Hornbook law so basic that it has its own name, the coming-and-going rule: employee negligence in coming and going to work are outside the scope of employment, to the employer is not vicariously liable for an employee's negligence while commuting. To be sure, there are scattered cases imposing liability on an employer for its own negligence. In Otis Engineering Corp. v. Clark, 668 S.W.2d 307 (Tex.1983), an employer that had sent an intoxicated worker home early, and had poured the employee into his car, was found negligent, and liable for the inevitable accident on the way home.

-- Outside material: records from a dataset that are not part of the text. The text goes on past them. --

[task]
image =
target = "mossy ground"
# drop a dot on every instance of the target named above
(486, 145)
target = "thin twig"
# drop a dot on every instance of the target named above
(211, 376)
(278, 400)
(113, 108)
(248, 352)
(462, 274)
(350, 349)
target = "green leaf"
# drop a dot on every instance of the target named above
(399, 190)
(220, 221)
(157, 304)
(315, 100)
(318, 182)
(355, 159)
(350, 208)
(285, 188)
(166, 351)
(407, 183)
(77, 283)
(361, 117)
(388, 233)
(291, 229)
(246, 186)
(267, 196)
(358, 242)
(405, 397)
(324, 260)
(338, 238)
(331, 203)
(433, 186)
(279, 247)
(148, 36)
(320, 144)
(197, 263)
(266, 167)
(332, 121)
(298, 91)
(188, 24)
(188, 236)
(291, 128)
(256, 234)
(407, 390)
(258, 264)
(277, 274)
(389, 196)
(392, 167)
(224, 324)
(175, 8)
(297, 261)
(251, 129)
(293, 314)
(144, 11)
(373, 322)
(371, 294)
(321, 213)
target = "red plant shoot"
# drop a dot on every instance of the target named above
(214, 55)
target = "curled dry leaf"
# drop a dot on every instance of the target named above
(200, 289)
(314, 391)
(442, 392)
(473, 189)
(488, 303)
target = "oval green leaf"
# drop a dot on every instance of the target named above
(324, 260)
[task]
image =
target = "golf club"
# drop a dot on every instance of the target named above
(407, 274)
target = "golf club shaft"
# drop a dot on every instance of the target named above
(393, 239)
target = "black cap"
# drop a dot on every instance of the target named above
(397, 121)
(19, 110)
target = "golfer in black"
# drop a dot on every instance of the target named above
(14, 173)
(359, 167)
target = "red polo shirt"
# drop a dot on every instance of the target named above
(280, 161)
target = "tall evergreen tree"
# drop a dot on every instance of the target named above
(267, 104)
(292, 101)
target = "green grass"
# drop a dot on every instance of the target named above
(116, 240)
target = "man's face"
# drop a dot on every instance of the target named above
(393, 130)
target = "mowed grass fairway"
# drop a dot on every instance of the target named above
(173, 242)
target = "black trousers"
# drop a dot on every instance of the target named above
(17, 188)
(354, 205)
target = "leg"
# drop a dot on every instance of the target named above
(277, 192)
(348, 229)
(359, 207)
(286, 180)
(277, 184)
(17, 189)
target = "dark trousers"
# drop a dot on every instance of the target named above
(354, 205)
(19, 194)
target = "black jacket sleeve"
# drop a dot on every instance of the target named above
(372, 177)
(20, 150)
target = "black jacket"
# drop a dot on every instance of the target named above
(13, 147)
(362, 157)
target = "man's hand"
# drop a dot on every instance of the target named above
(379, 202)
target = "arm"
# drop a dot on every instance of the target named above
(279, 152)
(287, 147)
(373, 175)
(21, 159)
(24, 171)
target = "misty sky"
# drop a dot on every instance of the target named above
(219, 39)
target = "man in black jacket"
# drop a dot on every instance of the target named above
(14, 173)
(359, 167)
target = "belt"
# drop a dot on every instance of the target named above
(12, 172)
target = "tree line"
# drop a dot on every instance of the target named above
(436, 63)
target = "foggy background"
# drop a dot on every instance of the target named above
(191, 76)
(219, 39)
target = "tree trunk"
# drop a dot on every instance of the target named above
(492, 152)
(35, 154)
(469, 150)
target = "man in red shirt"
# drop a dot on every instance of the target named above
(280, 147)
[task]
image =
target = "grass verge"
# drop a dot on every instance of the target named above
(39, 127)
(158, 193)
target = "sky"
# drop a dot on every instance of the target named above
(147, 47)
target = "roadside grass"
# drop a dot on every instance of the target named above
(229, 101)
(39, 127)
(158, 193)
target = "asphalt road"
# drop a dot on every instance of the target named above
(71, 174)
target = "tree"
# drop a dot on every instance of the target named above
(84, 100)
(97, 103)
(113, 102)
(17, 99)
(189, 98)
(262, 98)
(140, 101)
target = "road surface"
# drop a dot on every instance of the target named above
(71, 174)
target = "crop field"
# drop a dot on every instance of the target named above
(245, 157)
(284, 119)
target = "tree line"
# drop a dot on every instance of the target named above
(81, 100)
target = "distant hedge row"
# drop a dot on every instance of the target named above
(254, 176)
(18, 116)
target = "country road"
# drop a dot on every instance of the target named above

Nabors Drilling USA, Inc. v. Escoto,No. 06-0890 (Tex. June 19, 2009), involved yet another accident while commuting from a drilling company job-site. The employee (Ambriz) worked one-week on and one-week off, with 12-hour shifts (alternating a week of days, a week off, and a week of nights. One morning, the employee fell asleep at the wheel. The plaintiff argued that the drilling company was negligent, but the Court declined to extend Otis. First, there was no showing the drilling company knew the employee "was impaired when leaving work on the day of the accident." Slip Op., at 6. Second, the drilling company did not
… affirmatively exercise control over the incapacitated employee. Unlike the employer in Otis, however, Nabors did not exercise any post-incapacity control over its employee. Ambriz completed his shift without incident and was not sent home early because of any impairment. Nabors did not instruct Ambriz to drive home or escort him to his car. * * * We have never extended Otis to create a duty where an employer’s only affirmative act of control preceded the employee’s shift and incapacity and amounted only to establishing work conditions that may have caused or contributed to the accident.
Slip Op. at 7-8 (citations omitted) (emphasis in original).